On my blog, which is irreverently titled “Movin’ Meat,” I reflect on life as an ER doctor, politics, national health policy, my personal life, current events and pop culture. I publish anonymously, and neither I nor the hospital nor any other identifying details are evident. Additionally, I am scrupulously compliant with HIPAA, and any clinical cases I describe are generally fictionalized either in whole or in part, and no protected patient information has or will ever appear on my site.

I started the blog on a bit of a lark, but have come to enjoy it. It is a pleasant creative outlet, and a useful forum for me to advocate on political topics which I have a passion for – universal healthcare being a major item. As it is a “journal” of sorts, I publish on good days and bad, and there are items which are irreverent or off-color or reflect frustration and cynicism. I do not really self-edit in this regard. Nevertheless, I am proud of the overall body of work thus far, and I feel that it reflects well on me, and, were the relationship known, would reflect well on the hospital.

At this time, I have no intention of removing the veil of anonymity. It would not, however, take too much detective work or inductive reasoning to make an educated guess to my identity or my practice site. I wanted to voluntarily disclose this activity to you so you were aware. There have been cases of bloggers who have run afoul of their employers, and I feel that prevention is the best medicine. I have attached the URL of the home page below, as well as links to a number of representative posts for your perusal.

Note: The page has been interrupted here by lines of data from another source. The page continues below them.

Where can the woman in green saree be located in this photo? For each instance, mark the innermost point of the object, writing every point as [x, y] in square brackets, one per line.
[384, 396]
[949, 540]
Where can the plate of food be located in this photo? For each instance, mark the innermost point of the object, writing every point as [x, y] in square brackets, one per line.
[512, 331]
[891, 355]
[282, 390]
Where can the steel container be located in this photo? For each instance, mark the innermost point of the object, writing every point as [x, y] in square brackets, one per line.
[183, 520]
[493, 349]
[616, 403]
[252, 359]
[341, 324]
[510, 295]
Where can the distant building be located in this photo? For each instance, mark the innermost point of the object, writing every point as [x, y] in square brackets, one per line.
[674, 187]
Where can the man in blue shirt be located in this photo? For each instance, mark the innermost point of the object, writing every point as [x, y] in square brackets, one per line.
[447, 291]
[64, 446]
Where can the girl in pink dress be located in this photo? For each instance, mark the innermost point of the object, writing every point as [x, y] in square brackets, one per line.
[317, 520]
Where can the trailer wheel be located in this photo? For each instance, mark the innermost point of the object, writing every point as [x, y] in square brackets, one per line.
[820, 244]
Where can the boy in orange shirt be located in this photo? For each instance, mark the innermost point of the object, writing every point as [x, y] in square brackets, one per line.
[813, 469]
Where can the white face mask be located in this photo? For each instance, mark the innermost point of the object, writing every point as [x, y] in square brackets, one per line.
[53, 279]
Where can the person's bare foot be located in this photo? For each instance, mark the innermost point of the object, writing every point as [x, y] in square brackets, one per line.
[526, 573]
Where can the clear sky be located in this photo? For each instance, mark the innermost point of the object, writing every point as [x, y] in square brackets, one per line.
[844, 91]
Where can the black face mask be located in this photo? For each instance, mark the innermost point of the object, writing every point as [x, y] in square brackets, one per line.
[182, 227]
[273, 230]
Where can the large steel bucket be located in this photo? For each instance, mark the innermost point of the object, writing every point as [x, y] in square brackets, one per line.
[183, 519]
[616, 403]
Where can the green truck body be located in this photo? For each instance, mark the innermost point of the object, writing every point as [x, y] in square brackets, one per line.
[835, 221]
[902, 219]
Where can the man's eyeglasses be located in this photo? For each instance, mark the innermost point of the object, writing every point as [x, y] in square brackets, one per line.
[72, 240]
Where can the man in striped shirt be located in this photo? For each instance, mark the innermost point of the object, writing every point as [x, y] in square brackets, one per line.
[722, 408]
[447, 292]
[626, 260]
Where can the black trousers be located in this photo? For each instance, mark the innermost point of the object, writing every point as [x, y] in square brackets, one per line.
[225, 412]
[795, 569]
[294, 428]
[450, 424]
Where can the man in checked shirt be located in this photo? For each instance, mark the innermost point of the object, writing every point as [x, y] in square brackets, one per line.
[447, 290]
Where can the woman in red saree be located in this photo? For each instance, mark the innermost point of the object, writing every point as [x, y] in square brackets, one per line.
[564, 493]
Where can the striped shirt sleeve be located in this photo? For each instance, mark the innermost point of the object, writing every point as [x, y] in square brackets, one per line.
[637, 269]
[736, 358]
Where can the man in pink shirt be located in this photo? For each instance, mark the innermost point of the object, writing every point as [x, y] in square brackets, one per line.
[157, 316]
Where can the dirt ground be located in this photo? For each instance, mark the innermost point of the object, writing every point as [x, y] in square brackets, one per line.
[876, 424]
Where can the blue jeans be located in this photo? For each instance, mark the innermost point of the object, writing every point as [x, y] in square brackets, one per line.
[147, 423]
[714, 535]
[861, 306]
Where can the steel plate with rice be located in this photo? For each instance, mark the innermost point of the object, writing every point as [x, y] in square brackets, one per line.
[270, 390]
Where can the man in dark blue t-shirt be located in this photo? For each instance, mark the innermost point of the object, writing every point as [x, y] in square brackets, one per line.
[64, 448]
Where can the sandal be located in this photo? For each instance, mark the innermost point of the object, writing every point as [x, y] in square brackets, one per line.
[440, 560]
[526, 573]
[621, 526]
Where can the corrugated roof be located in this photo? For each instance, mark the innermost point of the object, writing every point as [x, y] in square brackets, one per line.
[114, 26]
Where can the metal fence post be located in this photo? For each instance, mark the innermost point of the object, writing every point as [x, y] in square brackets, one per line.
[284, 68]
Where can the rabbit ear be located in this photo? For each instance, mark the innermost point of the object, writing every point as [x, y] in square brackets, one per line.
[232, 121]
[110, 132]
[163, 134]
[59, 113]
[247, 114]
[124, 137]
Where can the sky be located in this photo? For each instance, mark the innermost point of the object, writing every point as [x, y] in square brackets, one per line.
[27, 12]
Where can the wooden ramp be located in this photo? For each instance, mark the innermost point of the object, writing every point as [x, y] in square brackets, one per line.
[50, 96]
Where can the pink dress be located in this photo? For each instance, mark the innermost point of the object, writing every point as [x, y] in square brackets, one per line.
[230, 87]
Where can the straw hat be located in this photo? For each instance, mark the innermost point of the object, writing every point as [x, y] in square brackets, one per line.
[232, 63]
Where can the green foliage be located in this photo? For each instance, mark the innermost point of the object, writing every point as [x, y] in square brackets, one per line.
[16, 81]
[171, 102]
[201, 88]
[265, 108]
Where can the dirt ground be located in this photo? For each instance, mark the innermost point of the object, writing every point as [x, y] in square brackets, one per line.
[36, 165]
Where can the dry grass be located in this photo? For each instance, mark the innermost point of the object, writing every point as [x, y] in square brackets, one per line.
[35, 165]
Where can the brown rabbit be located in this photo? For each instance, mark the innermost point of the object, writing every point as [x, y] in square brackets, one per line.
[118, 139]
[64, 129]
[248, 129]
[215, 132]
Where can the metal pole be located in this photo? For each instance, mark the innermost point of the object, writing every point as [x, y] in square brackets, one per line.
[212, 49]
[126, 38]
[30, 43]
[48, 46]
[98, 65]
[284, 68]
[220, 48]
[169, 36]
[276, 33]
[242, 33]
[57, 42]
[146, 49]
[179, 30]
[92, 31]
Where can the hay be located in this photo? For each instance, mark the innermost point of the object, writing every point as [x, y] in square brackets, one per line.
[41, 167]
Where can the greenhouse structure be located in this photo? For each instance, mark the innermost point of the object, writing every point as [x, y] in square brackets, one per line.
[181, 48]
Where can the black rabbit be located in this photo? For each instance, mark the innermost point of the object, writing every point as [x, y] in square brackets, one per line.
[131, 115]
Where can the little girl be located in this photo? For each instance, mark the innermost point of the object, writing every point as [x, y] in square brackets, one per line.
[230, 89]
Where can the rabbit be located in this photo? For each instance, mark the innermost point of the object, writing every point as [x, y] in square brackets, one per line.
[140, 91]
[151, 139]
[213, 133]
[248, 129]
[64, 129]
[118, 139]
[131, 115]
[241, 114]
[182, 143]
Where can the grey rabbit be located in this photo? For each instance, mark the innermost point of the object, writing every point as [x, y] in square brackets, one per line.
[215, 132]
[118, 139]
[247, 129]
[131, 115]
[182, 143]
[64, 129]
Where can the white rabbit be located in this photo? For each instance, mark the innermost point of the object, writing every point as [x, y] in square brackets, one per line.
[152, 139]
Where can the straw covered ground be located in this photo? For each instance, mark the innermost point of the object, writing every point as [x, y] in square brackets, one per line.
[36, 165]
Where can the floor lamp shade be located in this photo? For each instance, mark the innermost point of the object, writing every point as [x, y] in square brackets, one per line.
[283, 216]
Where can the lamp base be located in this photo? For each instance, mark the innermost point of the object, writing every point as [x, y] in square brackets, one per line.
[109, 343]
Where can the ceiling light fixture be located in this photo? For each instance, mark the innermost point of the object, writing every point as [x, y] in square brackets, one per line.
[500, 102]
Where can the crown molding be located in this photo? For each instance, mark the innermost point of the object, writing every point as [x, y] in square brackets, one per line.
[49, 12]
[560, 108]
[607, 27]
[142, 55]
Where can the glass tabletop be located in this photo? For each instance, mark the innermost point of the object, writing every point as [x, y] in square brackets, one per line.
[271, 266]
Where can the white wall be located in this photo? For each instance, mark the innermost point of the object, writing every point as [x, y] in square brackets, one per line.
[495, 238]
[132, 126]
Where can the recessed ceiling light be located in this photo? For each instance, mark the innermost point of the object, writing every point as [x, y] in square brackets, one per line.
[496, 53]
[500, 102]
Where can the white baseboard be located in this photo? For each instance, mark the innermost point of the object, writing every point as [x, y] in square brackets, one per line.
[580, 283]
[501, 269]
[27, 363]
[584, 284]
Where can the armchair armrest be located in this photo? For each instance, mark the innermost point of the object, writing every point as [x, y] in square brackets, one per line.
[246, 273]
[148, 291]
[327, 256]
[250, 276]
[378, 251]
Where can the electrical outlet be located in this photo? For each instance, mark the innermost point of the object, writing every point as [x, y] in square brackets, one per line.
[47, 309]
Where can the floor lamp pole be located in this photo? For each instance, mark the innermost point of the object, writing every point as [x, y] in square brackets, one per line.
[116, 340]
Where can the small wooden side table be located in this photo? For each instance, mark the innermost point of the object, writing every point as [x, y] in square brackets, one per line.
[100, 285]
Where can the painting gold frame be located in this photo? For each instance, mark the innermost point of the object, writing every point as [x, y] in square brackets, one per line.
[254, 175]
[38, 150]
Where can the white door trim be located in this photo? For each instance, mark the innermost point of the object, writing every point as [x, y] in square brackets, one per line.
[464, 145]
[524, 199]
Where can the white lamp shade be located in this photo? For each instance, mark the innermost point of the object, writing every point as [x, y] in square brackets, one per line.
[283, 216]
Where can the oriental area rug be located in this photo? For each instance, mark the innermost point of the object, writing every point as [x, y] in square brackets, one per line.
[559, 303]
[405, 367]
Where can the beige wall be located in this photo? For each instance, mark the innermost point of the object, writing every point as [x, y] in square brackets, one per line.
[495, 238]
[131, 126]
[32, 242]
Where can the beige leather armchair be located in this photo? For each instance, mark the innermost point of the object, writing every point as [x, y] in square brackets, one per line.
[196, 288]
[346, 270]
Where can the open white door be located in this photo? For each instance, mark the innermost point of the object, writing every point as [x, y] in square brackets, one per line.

I believe that this activity in no way conflicts with my role within the medical staff or the physician leadership for the hospital, or with the mission of the organization. If you have concerns in this regard, I would be happy to meet with you privately to discuss them in detail.
To my delight, the response was "I love it! Don't stop!" He did refer it to the hospital compliance office for review, but as I have been careful about HIPAA, I think I should be OK on that point. This is actually a great relief for me. I would hate to do anything which would unwittingly get me in trouble, or more importantly, jeopardize the relationship our group has with our most important customer -- the hospital. It is, of course, no protection against bad behavior. If I should pull an Imus, that support would evaporate right quick. But to a certain degree I feel like it provides me with a degree of inoculation against the sort of local blowback that bit Trenchy et al.

I particularly like the notion that 'trust begets trust,' that by voluntarily disclosing this activity to administration absent any negative feedback, I create the trust within the relationship such that, should there ever arise a question regarding the existence or content of this blog, the administration is already aware of it and has no objections in principle. And also, I defuse the "surprise" bomb; I have never met an executive who likes surprises, especially those that accompany complaints.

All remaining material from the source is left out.